14. That is the basis on which the appeal came before me in the Upper Tribunal.
Discussion
15. I had the benefit of oral submissions from Mr Karim for the appellant, and Mr Melvin for the respondent. I have had regard to all of the material and arguments before me. I accept that it is not necessary for a First-tier Tribunal Judge to address every argument or every factor which weighed in their decision. The correct approach to questions of fact remains that set out in R (Iran) v Secretary of State for the Home Department [2005] EWCA Civ 982.
16. As regards reasons generally, I have had regard to the guidance of the Upper Tribunal in MK (duty to give reasons) Pakistan [2013] UKUT 641 (IAC), summarised in the judicial headnote thus:
" (1) It is axiomatic that a determination discloses clearly the reasons for a tribunal's decision.

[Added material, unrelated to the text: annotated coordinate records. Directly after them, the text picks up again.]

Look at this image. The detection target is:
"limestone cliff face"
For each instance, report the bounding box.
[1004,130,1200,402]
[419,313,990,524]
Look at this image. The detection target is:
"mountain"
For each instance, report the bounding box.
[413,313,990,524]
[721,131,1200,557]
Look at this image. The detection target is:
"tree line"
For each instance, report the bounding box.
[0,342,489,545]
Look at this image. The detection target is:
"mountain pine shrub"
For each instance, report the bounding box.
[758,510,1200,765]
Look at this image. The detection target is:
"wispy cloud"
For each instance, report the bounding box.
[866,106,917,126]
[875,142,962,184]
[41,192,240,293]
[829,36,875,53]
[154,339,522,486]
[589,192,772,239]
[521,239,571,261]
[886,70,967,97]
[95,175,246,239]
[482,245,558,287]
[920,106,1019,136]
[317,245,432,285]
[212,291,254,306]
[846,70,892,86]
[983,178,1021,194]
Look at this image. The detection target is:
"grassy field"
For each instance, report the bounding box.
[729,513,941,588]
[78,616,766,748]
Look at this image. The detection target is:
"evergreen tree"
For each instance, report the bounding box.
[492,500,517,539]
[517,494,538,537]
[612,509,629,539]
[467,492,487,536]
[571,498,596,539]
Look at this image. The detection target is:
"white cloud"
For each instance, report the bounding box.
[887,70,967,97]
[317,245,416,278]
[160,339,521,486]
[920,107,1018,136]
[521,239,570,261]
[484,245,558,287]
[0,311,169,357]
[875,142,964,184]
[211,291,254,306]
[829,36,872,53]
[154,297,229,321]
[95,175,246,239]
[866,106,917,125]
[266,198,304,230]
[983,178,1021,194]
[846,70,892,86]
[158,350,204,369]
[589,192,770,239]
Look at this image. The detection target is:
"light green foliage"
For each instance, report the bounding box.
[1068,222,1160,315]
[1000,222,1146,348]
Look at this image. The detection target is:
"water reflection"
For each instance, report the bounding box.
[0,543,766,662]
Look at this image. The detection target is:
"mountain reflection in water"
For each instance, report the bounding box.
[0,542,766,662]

(2) If a tribunal finds oral evidence to be implausible, incredible or unreliable or a document to be worth no weight whatsoever, it is necessary to say so in the determination and for such findings to be supported by reasons. A bare statement that a witness was not believed or that a document was afforded no weight is unlikely to satisfy the requirement to give reasons. "
17. It is not always necessary for there to be extensive reasons, in a plain case, but the reasons given must always be adequate. I am guided by the recent decision of the Court of Appeal in AS (Iran) v The Secretary of State for the Home Department [2017] EWCA Civ 1539 at [26] in the judgment of Lord Justice Irwin, with whom Lord Justice Moylan and Lady Justice Rafferty agreed:
"26. In approaching criticism of reasons given by a First-tier Tribunal, the Respondent correctly reminds us to avoid a requirement of perfection. As Brooke LJ observed in the course of his decision in R ( Iran ) v The Secretary of State for the Home Department [2005] EWCA Civ 982, "unjustified complaints" as to an alleged failure to give adequate reasons are all too frequent. The obligation on a Tribunal is to give reasons in sufficient detail to show the principles on which the Tribunal has acted and the reasons that have led to the decision. Such reasons need not be elaborate, and do not need to address every argument or every factor which weighed in the decision. If a Tribunal has not expressly addressed an argument, but if there are grounds on which the argument could properly have been rejected, it should be assumed that the Tribunal acted on such grounds. It is sufficient that the critical reasons to the decision are recorded. In respect of each of these grounds of complaint, the Secretary of State submits that perfectly acceptable reasoning was set out in the First-tier Tribunal decision."
18. In this appeal, however, there is no proper reasoning for the Judge's rejection of the claimed Kugathas dependency between the elder daughter and the appellant. I do not find myself able to assume, on the evidence before the First-tier Tribunal, that the Judge properly considered the evidence about the support received and dependency of the elder daughter on her father. On the contrary, having regard to that evidence and in particular given the previous grant of leave to remain by reason of the appellant's relationship with both his daughters while they were not yet adults, a Kugathas analysis of the evidence relating to the elder daughter was essential and the failure properly to reason that part of the First-tier Tribunal's decision is a material error of law.
19. I therefore set aside the First-tier Tribunal decision, with no finding of fact or credibility to be preserved, and remit the appeal to the First-tier Tribunal for hearing afresh.
DECISION
20. For the foregoing reasons, my decision is as follows:
The making of the previous decision involved the making of an error on a point of law.
I set aside the previous decision.
The decision in this appeal will be remade in the First-tier Tribunal on a date to be fixed.